His mother . . . she’d dared not defy his father, but she had sent him letters. Reported Thiel’s ordeal. Then her absence, upon which he’d had the Legiera scouring the spine for h
er. His mother had a strength not many understood. But he still wished she had stood up to his father. Nobody had.
In truth, what could be said? They had all turned their backs on him, and the doors to Nivar Hold forever closed as he walked into the Ice Mountains with Doskari.
“Master?”
When Duamauri whimpered, Aselan blinked, startled to find himself standing at the door to the princess’s shelter and Hoeff behind him. He ignored the embarrassment and faced the giant.
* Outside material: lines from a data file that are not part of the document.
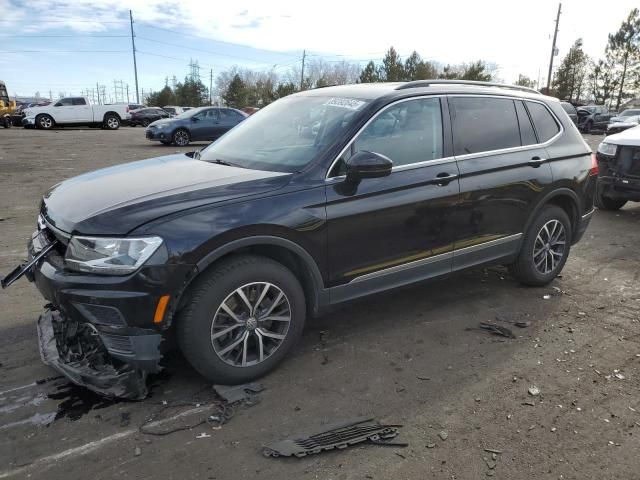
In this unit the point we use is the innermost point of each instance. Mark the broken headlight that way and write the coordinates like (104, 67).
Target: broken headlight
(607, 149)
(110, 256)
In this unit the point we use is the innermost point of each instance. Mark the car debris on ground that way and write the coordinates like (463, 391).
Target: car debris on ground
(338, 436)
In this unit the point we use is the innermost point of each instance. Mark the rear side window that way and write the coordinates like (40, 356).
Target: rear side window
(527, 134)
(407, 132)
(543, 121)
(484, 124)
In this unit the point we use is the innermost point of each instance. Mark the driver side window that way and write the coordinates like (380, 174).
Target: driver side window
(407, 132)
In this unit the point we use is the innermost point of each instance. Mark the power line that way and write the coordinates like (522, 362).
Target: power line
(202, 50)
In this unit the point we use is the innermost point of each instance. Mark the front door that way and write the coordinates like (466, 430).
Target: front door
(503, 173)
(394, 230)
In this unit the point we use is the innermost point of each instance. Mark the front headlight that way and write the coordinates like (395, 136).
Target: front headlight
(110, 256)
(607, 149)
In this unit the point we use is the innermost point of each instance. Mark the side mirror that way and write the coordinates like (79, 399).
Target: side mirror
(366, 164)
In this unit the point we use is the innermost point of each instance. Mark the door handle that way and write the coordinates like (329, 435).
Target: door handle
(443, 179)
(535, 162)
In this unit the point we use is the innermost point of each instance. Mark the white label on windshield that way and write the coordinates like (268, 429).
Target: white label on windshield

Why had he come here? “How does she fare?”
Hoeff smiled. “Better.” He motioned into the room. “Marsel stew good for her.”
Aselan eased aside as the healer trudged past, taking up the entire doorway with his large frame and a steaming bowl. “Stew?” He entered behind the giant. “She’s well enough?”
Hoeff set the bowl down and shifted aside.
Aselan’s heart jammed into his throat as ice blue eyes met his. Princess Kaelyria sat propped up, resting against the stone wall beneath a pile of white-gray pelts. Her hair hung in a loose plait across her shoulder. She offered him a slight smile, then looked down.
“I—I beg yer mercy.” What was he doing here? It is yer duty to be here. To verify her well-being. “I see Hoeff speaks truth—”
“Hoeff always speak truth,” the giant said, hurt drenching his words.
“Of course, Hoeff. Ye are acknowledged.” Aselan shook off the near-laugh as he refocused on the princess. “Ye are sitting up.” Concern sped through him. The prince had lied to them then? “I was told ye were paralyzed.”
“When I left my home, I was. But now . . .” She seemed pleased. With herself or the healer, he couldn’t tell. “It is wonderful and surprising. I have no explanation.”
“To be sure.” Why was there a chokehold on his throat? “I’m glad to see ye better.”
The princess tilted her head. “That may be a stretch of the truth, sir, but I do improve.” She looked to the giant. “Thanks to the gentle ministrations of this kind healer.”